Regardez d’abord autour de vous
À remarquer
- Bassin octogonal
- Larges marches
- Passerelles au-dessus de l’eau
- Fleur de la liberté en béton
L’histoire du lieu
Au milieu du carrefour subsiste une tour de béton au-dessus d’un plan d’eau octogonal, entouré de marches et de passerelles. Une tortue de bronze se tenait autrefois à côté, portant une plaque de marbre qui énumérait les pays ayant aidé le Sud Viêt Nam ; c’est elle qui donna naissance au nom populaire de Hồ Con Rùa. La tortue elle-même a disparu depuis longtemps, mais la tour, l’eau et la place circulaire ont conservé l’ancien dessein du monument dans le tissu urbain.
Aujourd’hui, on s’assoit en groupe au bord du bassin octogonal, on mange des en-cas achetés à des vendeurs de rue et on se donne rendez-vous. Les larges marches et les passerelles au-dessus de l’eau s’y prêtent bien. L’architecte Nguyễn Kỳ les avait conçues pour une autre activité : des cérémonies d’État devaient s’y dérouler.
Avant l’ouvrage actuel, un monument français aux morts de la Première Guerre mondiale se dressait au milieu du carrefour. Le vingt-neuf juillet mille neuf cent soixante-quatre, des membres de l’Association générale des étudiants de Saïgon enroulèrent des cordes autour de ses statues et les tirèrent de leur piédestal. Ils protestaient contre les symboles restants de la domination française dans la ville. Les noms des participants et les conséquences pour chacun d’eux ne sont pas conservés dans les récits connus ; les journaux rapportèrent la chute des figures elles-mêmes. Il ne resta qu’un obélisque sur le rond-point.
Trois ans plus tard, un concours national fut annoncé pour un nouveau monument. Nguyễn Kỳ y participa en tant qu’architecte exerçant sa profession : son projet devait soit être construit à l’un des carrefours les plus visibles de Saïgon, soit rester sur le papier.
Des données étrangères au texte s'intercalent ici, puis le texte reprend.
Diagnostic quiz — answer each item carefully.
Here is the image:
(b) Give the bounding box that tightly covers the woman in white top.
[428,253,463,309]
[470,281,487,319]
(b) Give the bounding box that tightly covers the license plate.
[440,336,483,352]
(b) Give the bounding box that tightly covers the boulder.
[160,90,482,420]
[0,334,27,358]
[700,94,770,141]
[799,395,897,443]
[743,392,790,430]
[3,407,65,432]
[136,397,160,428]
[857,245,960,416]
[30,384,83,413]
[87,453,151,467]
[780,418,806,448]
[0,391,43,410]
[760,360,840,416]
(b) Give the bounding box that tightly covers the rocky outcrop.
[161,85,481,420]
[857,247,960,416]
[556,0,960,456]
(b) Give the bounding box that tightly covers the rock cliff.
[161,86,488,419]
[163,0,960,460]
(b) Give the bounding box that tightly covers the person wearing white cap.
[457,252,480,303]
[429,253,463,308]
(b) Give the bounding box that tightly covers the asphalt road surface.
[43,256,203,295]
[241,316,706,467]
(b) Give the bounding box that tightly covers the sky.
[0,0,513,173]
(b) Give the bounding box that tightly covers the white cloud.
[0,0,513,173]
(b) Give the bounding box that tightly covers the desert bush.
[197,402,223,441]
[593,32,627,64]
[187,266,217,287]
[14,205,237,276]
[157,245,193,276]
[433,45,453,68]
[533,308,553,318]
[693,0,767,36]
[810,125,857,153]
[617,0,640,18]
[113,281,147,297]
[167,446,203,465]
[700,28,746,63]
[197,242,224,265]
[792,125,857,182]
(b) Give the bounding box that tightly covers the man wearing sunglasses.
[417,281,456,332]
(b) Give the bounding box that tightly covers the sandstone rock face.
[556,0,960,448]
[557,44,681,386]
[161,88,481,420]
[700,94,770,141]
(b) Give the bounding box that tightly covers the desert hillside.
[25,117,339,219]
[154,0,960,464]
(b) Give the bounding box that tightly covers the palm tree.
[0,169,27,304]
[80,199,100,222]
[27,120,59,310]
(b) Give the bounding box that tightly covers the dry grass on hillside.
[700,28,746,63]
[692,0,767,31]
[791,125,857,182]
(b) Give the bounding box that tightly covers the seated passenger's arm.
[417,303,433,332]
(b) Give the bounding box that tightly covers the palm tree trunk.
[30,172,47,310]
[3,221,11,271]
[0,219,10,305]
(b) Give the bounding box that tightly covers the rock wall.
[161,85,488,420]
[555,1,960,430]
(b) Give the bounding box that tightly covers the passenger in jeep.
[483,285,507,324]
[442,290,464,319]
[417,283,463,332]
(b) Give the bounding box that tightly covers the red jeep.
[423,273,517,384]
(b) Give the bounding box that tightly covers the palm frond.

Le jury choisit son œuvre le vingt-quatre novembre mille neuf cent soixante-sept. L’ouvrage fut inauguré le vingt-deux juin mille neuf cent soixante-neuf, lors de la Journée de l’aide internationale.
Nguyễn Kỳ donna à la haute partie en béton le nom de Fleur de la liberté. Elle représentait un lotus qui s’ouvrait au-dessus de l’eau octogonale. En dessous se trouvait une place cérémonielle revêtue de mosaïque, avec une grande brûle-parfums en bronze : lors des journées commémoratives, des représentants du gouvernement du Sud Viêt Nam y allumaient de l’encens.
À l’ouest de la place se dressait une tortue de bronze. Elle portait sur son dos une plaque de marbre avec les noms des pays qui avaient aidé le Sud Viêt Nam. La tortue, symbole traditionnel de longévité, reprenait le dispositif des anciennes stèles commémoratives vietnamiennes, où une inscription de pierre est elle aussi portée par un animal sacré. C’est pourquoi le nom complet du lieu était « place Internationale ». L’actuelle place Internationale reçut son nom des États énumérés sur la plaque, tandis que le nom populaire de « Hồ Con Rùa » venait de la tortue elle-même.
En mille neuf cent soixante-seize, des inconnus détruisirent la statue avec la plaque. La brûle-parfums en bronze et les ornements métalliques de la Fleur de la liberté disparurent également. Restèrent la tour de béton, le bassin, les escaliers et la place, que les habitants occupèrent peu à peu pour les rencontres, le commerce et la nourriture.
La tortue a disparu d’ici depuis un demi-siècle. Pourtant, il reste plus simple de convenir de « se retrouver à Hồ Con Rùa » que de nommer la place Internationale.
Sur place
Espace public ouvert ; ne traversez les rues que par des itinéraires sûrs.
Vérifié : date non indiquée. Vérifiez la source officielle avant votre visite.C’est un carrefour animé, et non un parc isolé : ne traversez la chaussée que par les passages autorisés et écoutez le récit là où vous ne gênez pas la circulation.